Dineros autonómicos
El Consejo de Política Fiscal y Financiera, que reúne al Gobierno y a las quince comunidades autónomas de régimen común (todas, salvo el País Vasco y Navarra), aprobó ayer por unanimidad el nuevo sistema de financiación. Una buena noticia que despeja en este final de curso un asunto que ha solido despertar enconados conflictos. El cierre positivo contribuirá a superar cierto tufo de mercadillo persa que en algunos momentos ha merodeado en los aledaños del Consejo. Más que de baremos y criterios objetivos, los representantes territoriales han tratado de buscar fórmulas que se acomadaran mejor a los perfiles de cada comunidad, con la mirada puesta en cómo presentarse ante sus electores respectivos como los grandes conseguidores. Pero, con todo y con eso, se ha encontrado al fin un complejo modelo de aplicación universal.
El nuevo esquema resuelve al menos tres problemas arrastrados. Uno, la creciente asfixia de tres comunidades autónomas gobernadas por los socialistas (Andalucía, Extremadura y Castilla-La Mancha), que al automarginarse del anterior modelo sufrieron una severa merma relativa en sus recursos financieros, sobre todo en el caso de Andalucía al no ajustarse los ingresos a su población efectiva. Dos, la asimetría de los beneficios que la favorable coyuntura económica ha tenido para la Administración central y las autonómicas: al menos dos puntos de la reducción del déficit han sido soportados de facto por las comunidades. Y tres, la necesidad de actualización permanente de estos mecanismos, demostrada en esta ocasión por el decreciente rendimiento del impuesto sobre la renta.

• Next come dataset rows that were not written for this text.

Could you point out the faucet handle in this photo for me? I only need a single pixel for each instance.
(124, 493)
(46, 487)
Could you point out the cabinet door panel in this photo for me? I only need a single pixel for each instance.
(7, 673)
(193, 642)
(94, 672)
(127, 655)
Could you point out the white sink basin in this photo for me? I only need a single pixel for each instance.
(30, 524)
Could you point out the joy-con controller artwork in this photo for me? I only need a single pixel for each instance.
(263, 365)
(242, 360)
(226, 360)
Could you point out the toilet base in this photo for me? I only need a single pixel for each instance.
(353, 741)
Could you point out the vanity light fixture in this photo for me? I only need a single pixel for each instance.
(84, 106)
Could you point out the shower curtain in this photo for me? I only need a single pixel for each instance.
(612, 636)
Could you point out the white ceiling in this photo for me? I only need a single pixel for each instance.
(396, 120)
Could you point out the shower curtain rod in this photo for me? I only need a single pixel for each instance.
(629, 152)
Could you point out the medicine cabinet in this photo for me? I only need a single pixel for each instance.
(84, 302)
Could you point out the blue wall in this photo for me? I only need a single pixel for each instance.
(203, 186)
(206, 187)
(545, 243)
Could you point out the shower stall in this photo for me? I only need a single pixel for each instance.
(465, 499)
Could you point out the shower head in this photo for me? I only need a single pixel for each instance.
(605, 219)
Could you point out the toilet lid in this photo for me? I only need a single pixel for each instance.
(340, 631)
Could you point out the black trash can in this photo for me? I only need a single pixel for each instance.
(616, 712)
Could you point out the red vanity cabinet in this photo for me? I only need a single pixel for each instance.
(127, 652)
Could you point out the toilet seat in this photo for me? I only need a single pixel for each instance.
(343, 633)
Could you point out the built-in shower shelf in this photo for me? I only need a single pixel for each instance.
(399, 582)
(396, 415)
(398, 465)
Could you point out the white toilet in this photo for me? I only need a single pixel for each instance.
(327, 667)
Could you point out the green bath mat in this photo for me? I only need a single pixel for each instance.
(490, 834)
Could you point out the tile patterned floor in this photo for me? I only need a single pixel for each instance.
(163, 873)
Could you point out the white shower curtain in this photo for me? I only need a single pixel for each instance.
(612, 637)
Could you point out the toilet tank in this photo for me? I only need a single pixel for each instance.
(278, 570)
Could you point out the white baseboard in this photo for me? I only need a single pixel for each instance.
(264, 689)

Lo esencial del consenso no radica tanto en las cantidades acordadas como en la filosofía. Si se juzgara únicamente por las cifras del primer ejercicio, los socialistas habrían realizado un mal negocio al lograr sólo una sexta parte de la deuda histórica que reclamaban por la negativa gubernamental a reconocer su censo poblacional, y los nacionalistas catalanes se habrían suicidado, al aceptar para el primer año una transferencia cercana al 10% de lo que reclamaban inicialmente, amén de ver negada su aspiración a la plena competencia normativa y a la soberanía recaudatoria mediante una agencia propia. ¿Por qué, pues, habrían encajado, unos y otros, la propuesta?
Porque a largo plazo se logra una mejora de la capacidad financiera -sustituyendo transferencias estatales por recaudación directa- y se equilibran los desajustes del sistema, al ampliar la cesión de impuestos desde el actual 30% del IRPF al 33% del mismo impuesto, acompañado del 35% del IVA y de una horquilla de los impuestos especiales situada entre el 40% y el 100% de los mismos: una 'cesta' de impuestos más inmune a la variación recaudatoria de uno solo y de la que se excluye únicamente el impuesto de sociedades. Y a ello se acompaña la transferencia parcial -en el marco de lo que permite la UE- de la capacidad normativa sobre algunos de los impuestos especiales.
El adusto semblante de regateadores que adornaba a los negociadores y la opacidad de la mesa -frente a procesos mucho más públicos y sanos, como los que se realizan a través de la Cámara alta alemana- han teñido de trapicheo unos logros que, objetivamente, cabría calibrar como muy positivos, en la senda de la responsabilidad fiscal y del federalismo pragmático. Entre otras razones porque el nuevo sistema incorpora la difícil asignatura del gasto sanitario y porque se augura válido para una realidad autonómica que ya ha borrado las principales diferencias entre las comunidades de vía lenta y las de vía rápida, al armonizar el grueso de sus techos competenciales. Aunque esos logros sean deudores de sendas minusvalías políticas. La del PP, urgido a demostrar alguna capacidad de vertebrar el país en un sentido 'nacional' tras el conjunto vacío del Plan Hidrológico; la de la nueva dirección del PSOE, necesitada de evitar fricciones entre sus distintas baronías territoriales para consolidar su liderazgo, y la de CiU, que se debate entre la utopía del sistema de concierto, la realidad de su deficiente gestión y las imposibles promesas de soberanismo fiscal.
El consenso de base al que se ha llegado es bueno, incluso extraordinario, aunque resulte poco meritoria la manera de concitarlo. Sin embargo, plantea dos inquietudes nada menores para el futuro: una, al reputarse el nuevo sistema de 'estable', no se han previsto mecanismos de adaptación y actualización. Otra, que al no aprovecharse suficientemente la ocasión para aproximar de facto el régimen común y el foral, la persistencia de dos modelos tan distintos acabe actuando como factor de agravio comparativo.